I remember seeing reports that big donors on Wall Street make contributions to both Democratic and Republican candidates when the race looks like a tossup. Either way, the access is purchased.
Jeff
Dec 9 2014 at 2:18pm
There’s quite a bit of research being done on corporate giving through PACs. Basically, the findings indicate that firms that have PACs outperform by 1% firms that don’t in the year following an election. The action is at the congressional level and senatorial level, not the presidential level. Still an active area of research. Anyway, the smart(er) firms give equally to both parties, because they know that the PAC doesn’t affect election outcomes.
David R. Henderson
Dec 10 2014 at 8:43am
@Jeff,
There’s quite a bit of research being done on corporate giving through PACs.
As I note in my post, corporations don’t give directly to political campaigns.
Anyway, the smart(er) firms give equally to both parties,
No they don’t. See my post above.
Jeff
Dec 10 2014 at 10:25am
I think I wasn’t being clear in my comment. I’m not trying to say that firms can influence election outcomes. That’s not what we (in finance) have examined anyway. What we look at is the benefit to the firm of creating/funding PACs. Lobbying money is another subject.
We do find, in most papers, that there is an economic benefit to the firm from supporting candidates through PACs. We also find the benefit is very cheap (~$25000 gets you a 1% increase in firm wealth in the year after an election). So the question, for finance people, is why don’t more firms take advantage of this very cheap opportunity? The apparent bang for the buck is enormous!
One last thing: the benefit accrues to firms supporting candidates that are local. So Firm X in Michigan gets a benefit for supporting Michigan candidates, but not for supporting Alabama candidates (assuming no presence in Alabama).
I don’t see where this literature contradicts anything you have written above.
Best regards,
Jeff
ScottA
Dec 10 2014 at 1:38pm
Richard’s point is a good one; a lot of the lobbying literature indicates that contributions are about access. In DC, a lot of people think of PACs mostly as ‘table stakes’ – you’re not buying anything, but it’s the price you pay to be heard and/or not be targeted. Much more about the risk of not contributing that the value of contributing.

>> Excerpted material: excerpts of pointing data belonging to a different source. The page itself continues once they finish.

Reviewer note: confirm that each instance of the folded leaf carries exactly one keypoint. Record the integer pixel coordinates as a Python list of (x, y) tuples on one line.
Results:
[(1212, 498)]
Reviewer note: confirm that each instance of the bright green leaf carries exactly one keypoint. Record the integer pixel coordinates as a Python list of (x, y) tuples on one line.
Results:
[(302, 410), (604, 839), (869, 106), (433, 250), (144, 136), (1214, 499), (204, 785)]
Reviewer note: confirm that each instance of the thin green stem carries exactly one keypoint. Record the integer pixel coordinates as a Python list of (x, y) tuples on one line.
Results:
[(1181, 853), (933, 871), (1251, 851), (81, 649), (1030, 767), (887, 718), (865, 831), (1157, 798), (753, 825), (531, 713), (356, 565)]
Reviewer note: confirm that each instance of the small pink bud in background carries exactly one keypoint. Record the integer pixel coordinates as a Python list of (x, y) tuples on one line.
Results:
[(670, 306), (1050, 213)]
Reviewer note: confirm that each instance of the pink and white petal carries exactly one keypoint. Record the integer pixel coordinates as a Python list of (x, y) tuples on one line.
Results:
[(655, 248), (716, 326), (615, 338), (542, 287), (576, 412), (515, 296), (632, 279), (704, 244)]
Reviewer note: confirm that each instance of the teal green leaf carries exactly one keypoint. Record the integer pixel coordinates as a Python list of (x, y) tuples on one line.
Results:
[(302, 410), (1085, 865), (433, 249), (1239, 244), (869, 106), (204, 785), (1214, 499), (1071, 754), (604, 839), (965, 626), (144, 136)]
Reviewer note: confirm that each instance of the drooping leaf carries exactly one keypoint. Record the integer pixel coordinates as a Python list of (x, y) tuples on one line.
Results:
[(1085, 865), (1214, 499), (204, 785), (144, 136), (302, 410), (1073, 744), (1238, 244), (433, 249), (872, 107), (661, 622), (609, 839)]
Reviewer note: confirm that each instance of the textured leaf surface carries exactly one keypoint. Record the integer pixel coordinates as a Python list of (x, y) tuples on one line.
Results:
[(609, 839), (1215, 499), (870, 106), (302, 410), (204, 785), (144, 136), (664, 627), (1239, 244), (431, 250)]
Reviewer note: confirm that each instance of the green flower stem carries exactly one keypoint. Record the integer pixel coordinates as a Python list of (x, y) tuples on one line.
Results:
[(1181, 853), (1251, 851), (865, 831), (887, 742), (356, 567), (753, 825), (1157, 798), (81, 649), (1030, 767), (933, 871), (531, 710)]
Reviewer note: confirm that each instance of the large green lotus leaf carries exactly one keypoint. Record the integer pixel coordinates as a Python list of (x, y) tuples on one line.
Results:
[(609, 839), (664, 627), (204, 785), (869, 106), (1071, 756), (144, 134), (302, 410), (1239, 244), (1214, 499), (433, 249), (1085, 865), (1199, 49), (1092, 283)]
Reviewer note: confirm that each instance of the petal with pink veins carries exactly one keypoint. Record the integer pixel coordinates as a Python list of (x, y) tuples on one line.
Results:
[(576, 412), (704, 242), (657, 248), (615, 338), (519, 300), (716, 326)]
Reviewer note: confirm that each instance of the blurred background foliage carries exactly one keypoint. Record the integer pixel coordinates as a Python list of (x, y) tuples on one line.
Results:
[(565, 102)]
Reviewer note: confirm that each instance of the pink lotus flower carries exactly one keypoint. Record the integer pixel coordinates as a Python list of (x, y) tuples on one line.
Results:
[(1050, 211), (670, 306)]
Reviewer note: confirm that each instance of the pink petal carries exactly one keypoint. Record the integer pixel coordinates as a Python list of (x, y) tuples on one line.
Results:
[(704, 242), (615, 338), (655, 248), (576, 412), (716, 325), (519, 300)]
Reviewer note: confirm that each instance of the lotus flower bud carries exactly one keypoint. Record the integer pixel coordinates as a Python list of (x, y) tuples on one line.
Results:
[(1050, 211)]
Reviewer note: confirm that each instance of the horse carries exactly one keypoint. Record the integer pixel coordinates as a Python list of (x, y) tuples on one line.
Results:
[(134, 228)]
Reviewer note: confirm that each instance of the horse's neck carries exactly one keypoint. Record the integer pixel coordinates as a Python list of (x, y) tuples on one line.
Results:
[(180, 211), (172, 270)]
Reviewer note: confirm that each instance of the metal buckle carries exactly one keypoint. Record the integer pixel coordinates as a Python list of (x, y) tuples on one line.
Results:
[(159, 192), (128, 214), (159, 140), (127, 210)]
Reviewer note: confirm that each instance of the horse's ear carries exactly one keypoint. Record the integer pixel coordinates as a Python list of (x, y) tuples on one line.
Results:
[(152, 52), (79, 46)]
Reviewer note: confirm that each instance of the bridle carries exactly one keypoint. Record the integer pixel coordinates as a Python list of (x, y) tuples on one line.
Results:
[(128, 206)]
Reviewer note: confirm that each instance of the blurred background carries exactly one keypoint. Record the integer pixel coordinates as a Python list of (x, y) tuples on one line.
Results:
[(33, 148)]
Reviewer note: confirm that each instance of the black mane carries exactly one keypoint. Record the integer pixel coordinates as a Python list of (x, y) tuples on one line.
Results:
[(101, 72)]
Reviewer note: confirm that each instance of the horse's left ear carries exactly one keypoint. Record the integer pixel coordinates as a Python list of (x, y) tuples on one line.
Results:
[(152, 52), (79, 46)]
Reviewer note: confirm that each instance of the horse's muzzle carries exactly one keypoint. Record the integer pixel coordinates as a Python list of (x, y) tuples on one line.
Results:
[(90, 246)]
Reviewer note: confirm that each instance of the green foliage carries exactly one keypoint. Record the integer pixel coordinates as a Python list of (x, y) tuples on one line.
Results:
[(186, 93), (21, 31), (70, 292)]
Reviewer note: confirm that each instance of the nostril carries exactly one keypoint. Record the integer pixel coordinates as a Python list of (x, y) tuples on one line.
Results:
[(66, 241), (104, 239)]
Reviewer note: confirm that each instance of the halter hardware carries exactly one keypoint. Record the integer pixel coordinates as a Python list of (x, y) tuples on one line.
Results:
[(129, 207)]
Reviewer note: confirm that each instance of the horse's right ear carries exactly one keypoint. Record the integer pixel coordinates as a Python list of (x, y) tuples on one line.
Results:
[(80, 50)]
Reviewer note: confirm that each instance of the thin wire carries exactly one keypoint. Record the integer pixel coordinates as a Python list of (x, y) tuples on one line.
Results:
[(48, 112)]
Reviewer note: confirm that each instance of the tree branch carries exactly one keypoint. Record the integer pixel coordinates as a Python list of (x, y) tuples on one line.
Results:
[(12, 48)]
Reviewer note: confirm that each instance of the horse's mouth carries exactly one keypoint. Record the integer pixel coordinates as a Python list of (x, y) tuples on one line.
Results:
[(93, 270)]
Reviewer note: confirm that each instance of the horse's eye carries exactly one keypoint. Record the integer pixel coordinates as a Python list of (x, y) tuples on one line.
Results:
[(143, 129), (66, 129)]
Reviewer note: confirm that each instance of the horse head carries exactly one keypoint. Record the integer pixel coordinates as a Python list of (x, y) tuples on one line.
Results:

There’s a signaling explanation too; helps to indicate that you’re on someone’s side, so staffers will (maybe) be more likely to listen if you show up at their office.
Another finding: campaign contributions are mostly consumption goods (Stephen Ansolabehere’s work is good on this). You’re not buying anything except high-level participation (get to hang out with politicians, celebrities and other rich donors). That’s more applicable to individuals than corporations. Might make you influential on the margins, but you can’t tell politicians to do something that isn’t electorally viable no matter how much you give them.
Jim Rose
Dec 10 2014 at 7:05pm
What about revealed preference?
The fact that business donates to politicians must have some survival value in competition!
LD Bottorff
Dec 12 2014 at 6:00pm
It is rather difficult for some of us to believe that Congress would tie the current budget deal to a provision that bankers, and only bankers, want. It is still a mystery that Congress continues to guarantee large mortgages. These are some of the issues on which political spending has had huge impacts. Too many people simply want to get money out of politics. That’s not the solution. The solution is a better informed electorate and a press that actually looks into spending issues, instead of repeating the propaganda of their favorite politician.